The Apostle Paul wrote that we should,
‘Pray in the Spirit on all occasions with all kinds of prayers and requests’(Ephesians 6:18)
Sometimes it’s hard to know how to do that. I can find myself facing a particular situation and realising that I don’t know where to start. I don’t know how I feel about it. I don’t know how God feels about it. I don’t know what outcome to ask for. I lack the words. I lack the energy. I lack the emotional strength. I lack the creativity.
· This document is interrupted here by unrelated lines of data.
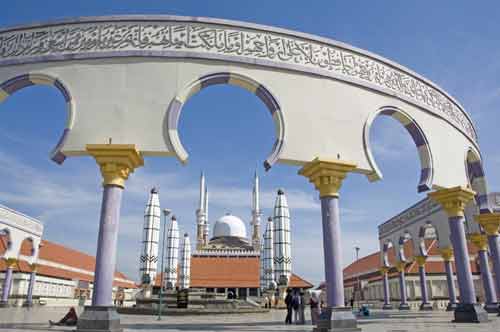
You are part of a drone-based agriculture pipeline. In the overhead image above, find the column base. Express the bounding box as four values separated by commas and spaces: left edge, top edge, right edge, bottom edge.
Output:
483, 303, 499, 314
398, 303, 410, 310
419, 303, 434, 311
453, 303, 488, 323
313, 307, 361, 332
446, 302, 458, 311
76, 306, 123, 332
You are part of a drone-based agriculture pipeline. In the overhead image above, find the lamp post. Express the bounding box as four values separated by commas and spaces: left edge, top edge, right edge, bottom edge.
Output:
157, 209, 171, 320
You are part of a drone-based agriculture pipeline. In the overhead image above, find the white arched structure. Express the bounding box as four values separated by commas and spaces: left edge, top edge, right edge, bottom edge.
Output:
0, 16, 480, 191
378, 198, 451, 266
0, 205, 43, 264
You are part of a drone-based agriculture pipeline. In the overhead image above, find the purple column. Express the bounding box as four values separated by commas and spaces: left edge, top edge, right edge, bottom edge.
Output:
1, 262, 13, 304
321, 196, 344, 307
382, 271, 392, 309
448, 216, 476, 304
478, 250, 497, 312
488, 233, 500, 299
399, 269, 410, 310
26, 271, 36, 306
418, 264, 432, 310
92, 184, 123, 306
444, 260, 457, 310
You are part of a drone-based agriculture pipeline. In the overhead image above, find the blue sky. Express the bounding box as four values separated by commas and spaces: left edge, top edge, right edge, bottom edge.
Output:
0, 0, 500, 282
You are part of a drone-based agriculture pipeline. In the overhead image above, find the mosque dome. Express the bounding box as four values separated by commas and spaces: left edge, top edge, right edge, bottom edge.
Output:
213, 214, 247, 238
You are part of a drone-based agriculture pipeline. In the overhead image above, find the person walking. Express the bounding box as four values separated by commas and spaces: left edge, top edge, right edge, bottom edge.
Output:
285, 289, 292, 324
309, 292, 320, 325
292, 290, 300, 324
295, 291, 306, 325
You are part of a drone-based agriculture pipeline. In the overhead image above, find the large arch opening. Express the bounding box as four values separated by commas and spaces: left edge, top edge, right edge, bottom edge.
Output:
0, 73, 75, 164
165, 72, 285, 170
465, 148, 492, 214
363, 107, 433, 193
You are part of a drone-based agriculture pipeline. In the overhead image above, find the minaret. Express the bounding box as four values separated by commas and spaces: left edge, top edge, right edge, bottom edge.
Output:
164, 216, 179, 289
260, 217, 274, 290
273, 189, 292, 286
203, 186, 209, 246
179, 233, 191, 289
140, 188, 161, 285
196, 172, 206, 250
251, 171, 262, 251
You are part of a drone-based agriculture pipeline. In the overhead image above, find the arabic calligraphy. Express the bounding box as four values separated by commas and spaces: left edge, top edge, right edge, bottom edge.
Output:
0, 21, 477, 140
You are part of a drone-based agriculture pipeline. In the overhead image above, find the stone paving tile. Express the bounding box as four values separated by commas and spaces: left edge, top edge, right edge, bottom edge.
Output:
0, 308, 500, 332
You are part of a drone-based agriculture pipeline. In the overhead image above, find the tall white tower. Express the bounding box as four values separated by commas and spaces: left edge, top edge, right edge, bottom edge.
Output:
139, 188, 161, 285
163, 216, 179, 289
203, 185, 209, 246
179, 233, 191, 289
251, 172, 262, 251
273, 189, 292, 286
196, 172, 207, 249
260, 217, 274, 290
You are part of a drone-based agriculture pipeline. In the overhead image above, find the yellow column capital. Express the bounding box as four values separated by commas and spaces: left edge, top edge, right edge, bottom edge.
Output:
415, 255, 427, 266
469, 233, 488, 250
5, 258, 17, 268
299, 158, 356, 197
428, 186, 476, 217
86, 144, 144, 188
439, 247, 453, 262
395, 262, 406, 272
474, 212, 500, 236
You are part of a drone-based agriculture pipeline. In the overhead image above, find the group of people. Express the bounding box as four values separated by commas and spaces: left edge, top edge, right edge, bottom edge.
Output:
285, 289, 324, 325
285, 289, 306, 324
285, 289, 323, 325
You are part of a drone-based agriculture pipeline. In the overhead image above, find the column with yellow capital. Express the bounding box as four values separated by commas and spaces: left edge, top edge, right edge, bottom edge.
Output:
439, 247, 457, 311
429, 186, 488, 323
0, 258, 17, 307
396, 261, 410, 310
23, 263, 37, 307
475, 212, 500, 306
469, 233, 498, 313
415, 255, 432, 311
379, 266, 392, 310
299, 158, 358, 331
77, 144, 144, 331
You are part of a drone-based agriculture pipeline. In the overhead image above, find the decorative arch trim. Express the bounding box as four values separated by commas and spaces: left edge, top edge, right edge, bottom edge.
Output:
0, 73, 75, 164
363, 107, 434, 193
165, 72, 285, 170
465, 148, 492, 214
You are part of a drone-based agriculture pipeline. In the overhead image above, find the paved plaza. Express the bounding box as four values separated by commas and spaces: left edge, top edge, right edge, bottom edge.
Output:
0, 308, 500, 332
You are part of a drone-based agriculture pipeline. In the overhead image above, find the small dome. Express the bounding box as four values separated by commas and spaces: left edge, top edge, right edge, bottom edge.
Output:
214, 214, 247, 238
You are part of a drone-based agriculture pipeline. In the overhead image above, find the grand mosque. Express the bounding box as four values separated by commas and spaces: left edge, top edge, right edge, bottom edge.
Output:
139, 174, 313, 298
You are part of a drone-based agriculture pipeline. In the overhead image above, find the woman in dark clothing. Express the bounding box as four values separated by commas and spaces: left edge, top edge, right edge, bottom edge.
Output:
49, 307, 78, 326
285, 289, 292, 324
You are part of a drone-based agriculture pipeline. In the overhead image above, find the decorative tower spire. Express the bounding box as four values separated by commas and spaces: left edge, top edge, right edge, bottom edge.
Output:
273, 189, 292, 286
179, 233, 191, 289
140, 188, 161, 285
251, 171, 262, 251
196, 172, 206, 249
164, 216, 179, 289
261, 217, 274, 290
203, 186, 209, 246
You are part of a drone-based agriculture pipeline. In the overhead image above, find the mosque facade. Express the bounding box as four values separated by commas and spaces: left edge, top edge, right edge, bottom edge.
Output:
150, 174, 313, 298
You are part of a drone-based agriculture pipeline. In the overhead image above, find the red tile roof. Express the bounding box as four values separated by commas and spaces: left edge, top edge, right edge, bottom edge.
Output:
344, 240, 479, 286
0, 238, 137, 288
155, 256, 313, 288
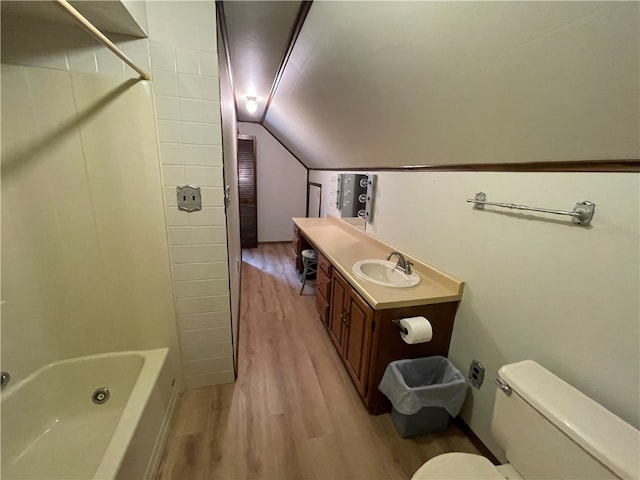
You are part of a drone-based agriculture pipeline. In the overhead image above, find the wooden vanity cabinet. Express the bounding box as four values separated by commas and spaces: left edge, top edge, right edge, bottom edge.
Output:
328, 269, 458, 415
329, 271, 374, 398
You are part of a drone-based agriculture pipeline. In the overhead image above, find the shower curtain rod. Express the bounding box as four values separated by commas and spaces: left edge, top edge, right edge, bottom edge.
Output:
56, 0, 151, 80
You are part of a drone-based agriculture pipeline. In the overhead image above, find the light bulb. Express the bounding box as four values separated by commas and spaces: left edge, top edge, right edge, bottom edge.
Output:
244, 97, 258, 113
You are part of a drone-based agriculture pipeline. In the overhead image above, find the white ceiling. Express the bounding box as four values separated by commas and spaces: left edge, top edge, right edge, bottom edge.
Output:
224, 1, 301, 122
224, 1, 640, 169
2, 0, 147, 37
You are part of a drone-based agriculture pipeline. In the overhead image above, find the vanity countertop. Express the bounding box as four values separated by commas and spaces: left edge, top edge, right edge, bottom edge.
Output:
293, 216, 464, 310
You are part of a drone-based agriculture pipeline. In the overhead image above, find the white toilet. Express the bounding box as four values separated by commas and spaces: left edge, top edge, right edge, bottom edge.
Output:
412, 360, 640, 480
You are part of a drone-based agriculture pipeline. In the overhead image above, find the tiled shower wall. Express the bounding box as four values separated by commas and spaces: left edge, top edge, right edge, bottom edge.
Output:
2, 1, 234, 388
147, 1, 234, 388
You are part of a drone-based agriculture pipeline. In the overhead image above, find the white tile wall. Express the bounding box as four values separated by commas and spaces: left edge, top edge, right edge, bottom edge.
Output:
2, 0, 234, 388
147, 1, 234, 388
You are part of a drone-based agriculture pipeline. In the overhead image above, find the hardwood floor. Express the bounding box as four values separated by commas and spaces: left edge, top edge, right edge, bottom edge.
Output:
158, 244, 478, 480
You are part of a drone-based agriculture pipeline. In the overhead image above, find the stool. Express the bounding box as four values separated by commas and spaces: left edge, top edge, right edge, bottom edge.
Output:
298, 249, 318, 295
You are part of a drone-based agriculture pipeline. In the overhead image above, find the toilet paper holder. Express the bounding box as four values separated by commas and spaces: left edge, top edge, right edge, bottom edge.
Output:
391, 320, 409, 335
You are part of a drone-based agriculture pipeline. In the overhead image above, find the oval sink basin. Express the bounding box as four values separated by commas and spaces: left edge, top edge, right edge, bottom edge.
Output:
353, 259, 420, 288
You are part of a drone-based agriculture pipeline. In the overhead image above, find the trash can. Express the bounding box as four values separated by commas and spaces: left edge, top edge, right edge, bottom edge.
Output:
378, 355, 467, 438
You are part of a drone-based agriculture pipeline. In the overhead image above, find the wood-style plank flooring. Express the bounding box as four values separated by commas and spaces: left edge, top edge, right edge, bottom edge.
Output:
158, 244, 478, 480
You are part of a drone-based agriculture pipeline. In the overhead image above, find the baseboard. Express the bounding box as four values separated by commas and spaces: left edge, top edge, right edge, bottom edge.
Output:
453, 416, 500, 465
144, 388, 180, 480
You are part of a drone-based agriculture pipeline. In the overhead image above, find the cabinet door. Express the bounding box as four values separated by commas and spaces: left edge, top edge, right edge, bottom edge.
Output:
329, 270, 351, 353
343, 288, 373, 398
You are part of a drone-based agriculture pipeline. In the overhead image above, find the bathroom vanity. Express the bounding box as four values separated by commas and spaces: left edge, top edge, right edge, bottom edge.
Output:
293, 217, 464, 415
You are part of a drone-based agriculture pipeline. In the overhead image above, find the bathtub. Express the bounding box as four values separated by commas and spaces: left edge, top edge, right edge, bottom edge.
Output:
0, 348, 176, 479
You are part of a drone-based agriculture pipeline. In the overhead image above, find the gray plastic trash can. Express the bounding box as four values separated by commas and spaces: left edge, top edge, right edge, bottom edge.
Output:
378, 356, 467, 438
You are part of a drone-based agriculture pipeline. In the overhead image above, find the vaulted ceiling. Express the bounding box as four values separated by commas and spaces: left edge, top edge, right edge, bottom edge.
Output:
223, 1, 640, 169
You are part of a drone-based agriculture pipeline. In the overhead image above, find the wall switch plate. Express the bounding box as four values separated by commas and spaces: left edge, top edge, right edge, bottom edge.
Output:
176, 185, 202, 212
469, 360, 484, 388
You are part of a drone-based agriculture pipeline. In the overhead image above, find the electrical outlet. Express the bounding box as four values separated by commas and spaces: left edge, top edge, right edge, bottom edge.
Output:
469, 360, 484, 388
176, 185, 202, 212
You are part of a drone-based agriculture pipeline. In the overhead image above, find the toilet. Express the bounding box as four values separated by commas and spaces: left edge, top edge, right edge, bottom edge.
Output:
412, 360, 640, 480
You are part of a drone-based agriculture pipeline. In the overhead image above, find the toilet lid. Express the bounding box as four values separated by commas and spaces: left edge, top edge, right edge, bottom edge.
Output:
411, 453, 504, 480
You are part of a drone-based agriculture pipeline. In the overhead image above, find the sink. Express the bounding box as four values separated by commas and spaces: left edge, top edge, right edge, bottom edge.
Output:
353, 259, 420, 288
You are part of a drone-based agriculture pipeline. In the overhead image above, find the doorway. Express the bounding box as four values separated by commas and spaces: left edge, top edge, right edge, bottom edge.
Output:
307, 182, 322, 218
238, 135, 258, 248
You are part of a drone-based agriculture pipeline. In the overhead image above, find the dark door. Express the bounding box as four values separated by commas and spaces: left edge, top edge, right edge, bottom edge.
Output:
238, 135, 258, 248
329, 269, 348, 355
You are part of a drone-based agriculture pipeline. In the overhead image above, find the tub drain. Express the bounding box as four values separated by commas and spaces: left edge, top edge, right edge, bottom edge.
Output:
91, 387, 110, 405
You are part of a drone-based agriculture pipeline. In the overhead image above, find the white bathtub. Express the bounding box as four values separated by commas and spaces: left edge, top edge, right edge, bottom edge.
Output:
0, 348, 175, 479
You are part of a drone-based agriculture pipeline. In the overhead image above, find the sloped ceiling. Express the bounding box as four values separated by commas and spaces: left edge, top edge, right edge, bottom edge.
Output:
1, 0, 147, 38
225, 1, 640, 169
224, 1, 301, 122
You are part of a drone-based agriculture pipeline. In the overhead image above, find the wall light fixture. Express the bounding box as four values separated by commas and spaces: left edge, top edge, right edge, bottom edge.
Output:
244, 97, 258, 113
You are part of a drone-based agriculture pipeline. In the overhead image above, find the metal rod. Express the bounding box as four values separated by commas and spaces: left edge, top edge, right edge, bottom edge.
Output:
467, 192, 596, 227
56, 0, 151, 80
467, 198, 581, 217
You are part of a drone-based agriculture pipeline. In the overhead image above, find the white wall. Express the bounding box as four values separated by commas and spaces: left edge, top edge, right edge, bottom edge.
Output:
238, 122, 307, 242
309, 171, 640, 460
147, 1, 234, 388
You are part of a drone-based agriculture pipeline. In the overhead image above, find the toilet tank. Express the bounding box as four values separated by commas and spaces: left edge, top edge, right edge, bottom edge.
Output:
491, 360, 640, 480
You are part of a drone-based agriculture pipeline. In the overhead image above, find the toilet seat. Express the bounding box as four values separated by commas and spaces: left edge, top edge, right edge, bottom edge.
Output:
411, 452, 505, 480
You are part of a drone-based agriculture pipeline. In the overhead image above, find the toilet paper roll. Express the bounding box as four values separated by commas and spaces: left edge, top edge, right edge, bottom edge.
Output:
399, 317, 433, 345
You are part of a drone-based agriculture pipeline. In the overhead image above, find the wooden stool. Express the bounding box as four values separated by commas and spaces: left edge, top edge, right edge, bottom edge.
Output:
298, 249, 318, 295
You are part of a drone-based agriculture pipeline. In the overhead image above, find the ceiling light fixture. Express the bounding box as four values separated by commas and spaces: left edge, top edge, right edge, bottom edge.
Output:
244, 97, 258, 113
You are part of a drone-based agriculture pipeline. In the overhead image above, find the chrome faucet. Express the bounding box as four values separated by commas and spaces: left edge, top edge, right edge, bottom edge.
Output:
387, 252, 413, 275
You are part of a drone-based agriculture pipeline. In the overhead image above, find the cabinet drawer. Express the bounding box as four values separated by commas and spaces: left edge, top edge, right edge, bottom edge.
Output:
318, 252, 332, 276
316, 295, 329, 326
316, 269, 331, 301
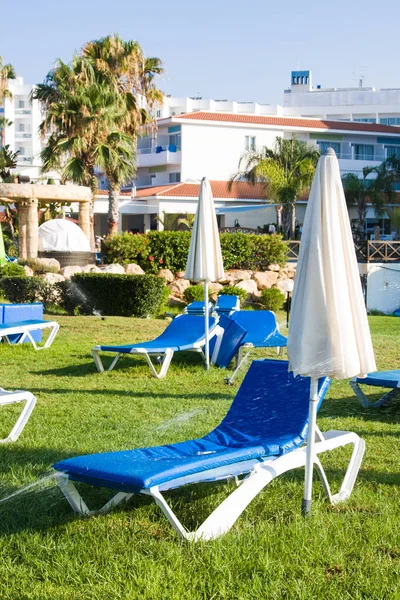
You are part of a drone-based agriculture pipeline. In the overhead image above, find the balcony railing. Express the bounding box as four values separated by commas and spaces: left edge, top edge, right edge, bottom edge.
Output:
137, 144, 180, 154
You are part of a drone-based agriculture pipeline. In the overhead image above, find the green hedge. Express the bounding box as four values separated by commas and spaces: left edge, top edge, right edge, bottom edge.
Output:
69, 273, 165, 317
103, 231, 287, 273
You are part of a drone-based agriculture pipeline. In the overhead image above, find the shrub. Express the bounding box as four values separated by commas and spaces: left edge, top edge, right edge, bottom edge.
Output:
18, 258, 58, 275
183, 285, 211, 304
0, 263, 26, 277
218, 285, 247, 304
260, 288, 285, 312
103, 231, 287, 273
67, 274, 165, 317
0, 274, 59, 304
102, 232, 150, 268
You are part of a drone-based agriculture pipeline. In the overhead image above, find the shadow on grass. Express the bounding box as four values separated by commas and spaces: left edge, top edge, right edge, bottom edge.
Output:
318, 394, 400, 426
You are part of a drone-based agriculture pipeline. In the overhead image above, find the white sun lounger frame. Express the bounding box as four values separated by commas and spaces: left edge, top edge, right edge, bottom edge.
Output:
57, 428, 365, 541
0, 321, 60, 350
0, 388, 36, 444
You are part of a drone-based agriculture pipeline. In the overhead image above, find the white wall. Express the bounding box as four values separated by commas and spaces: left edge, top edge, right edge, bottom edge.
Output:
181, 123, 283, 181
365, 263, 400, 314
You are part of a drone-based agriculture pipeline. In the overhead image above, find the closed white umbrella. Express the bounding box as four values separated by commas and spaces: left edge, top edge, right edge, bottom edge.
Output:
287, 148, 376, 513
185, 177, 224, 369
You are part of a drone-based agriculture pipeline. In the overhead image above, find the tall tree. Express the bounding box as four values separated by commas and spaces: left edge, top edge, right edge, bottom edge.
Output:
342, 159, 400, 240
82, 35, 163, 235
0, 56, 16, 148
231, 135, 319, 238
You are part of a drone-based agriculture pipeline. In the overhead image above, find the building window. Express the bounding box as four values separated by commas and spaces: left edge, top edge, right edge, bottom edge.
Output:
354, 117, 376, 123
385, 146, 400, 158
353, 144, 374, 160
169, 173, 181, 183
317, 142, 340, 158
379, 117, 400, 127
244, 135, 256, 152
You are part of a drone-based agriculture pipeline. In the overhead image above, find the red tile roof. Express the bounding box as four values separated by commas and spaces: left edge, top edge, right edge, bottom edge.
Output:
136, 181, 265, 200
172, 111, 400, 135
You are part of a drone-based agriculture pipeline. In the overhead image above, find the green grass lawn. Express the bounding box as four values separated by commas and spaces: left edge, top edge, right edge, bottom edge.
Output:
0, 315, 400, 600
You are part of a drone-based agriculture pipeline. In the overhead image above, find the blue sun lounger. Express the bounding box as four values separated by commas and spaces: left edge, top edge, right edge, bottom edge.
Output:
350, 369, 400, 408
226, 310, 287, 384
0, 319, 60, 350
54, 360, 365, 540
92, 315, 222, 379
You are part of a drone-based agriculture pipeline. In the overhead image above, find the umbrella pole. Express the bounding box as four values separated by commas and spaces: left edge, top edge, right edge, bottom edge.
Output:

In these moments there are three main things that help me:
- The Prayers of the Spirit
To pray in the Spirit means to draw strength and energy from God Himself. Knowing that the Spirit is praying for me and through me is a deep encouragement. Allowing him to inspire words within me – in English, in heavenly languages, and in groans – is a precious thing when I don’t know how to pray. (Romans 8:26-27; 1 Corinthians 14)
- The Prayers of the Saints
There are, according to Paul, all kinds of prayers, and sometimes I benefit from drawing on prayers outside my own mind and outside my own tradition. Hearing or reading how other people pray can really help me, since it gives voice to things I can’t articulate myself. I will often read books on prayer, or ancient prayers, or social media prayers by people who are more eloquent than I.
- The Prayers of my Friends
Prayer doesn’t have to be done alone. In fact, I often find that it’s best when it isn’t. I know I pray better when I am with other people. Knowing that there are others who are praying with me and for me is a huge source of encouragement, and I benefit from the shared experience. My friends hold up my arms when I’m tired, bear my burdens as I bear theirs, and share in my mourning and rejoicing (Exodus 17:8-16; Galatians 6:2; Romans 12:15)
One of the recent projects at Christ Church London which I’ve enjoyed has been to create a ‘library of liturgies’ to help people pray through different situations and seasons. It’s incomplete, and I hope there will be more to come, but it’s a start. And it’s an attempt to draw together these three strands, making space for the Spirit to speak; providing set prayers to pray along with, and encouraging people to share them with friends, so that prayer can become a communal experience.
Each one leads you through a process of reading passages of Scripture, thinking about how they apply to you, speaking out a prayer, and sharing with others what God is saying to you.
You can find them all at christchurchlondon.org/prayer along with a few other prayer resources. So far the prayers we’ve created include:
- A prayer to start a new week
- A prayer for sabbath
- A prayer for anxious hearts
- A prayer for our aching world
- A prayer for courage to share the gospel
- A prayer for a season of tears
- A prayer against injustice
- A prayer for creation
- A prayer for your work
- A prayer for when you feel fragile
- A prayer for unity
- A prayer of gratitude
- A prayer for revival
- A prayer for a painful anniversary
- A prayer for when you’re tired of praying
- A prayer against war and conflict
I hope you find them helpful. If you use them, I’d love to hear how you get on with them. And if there are particular themes or situations you would like us to include in the next batch of prayers, let me know.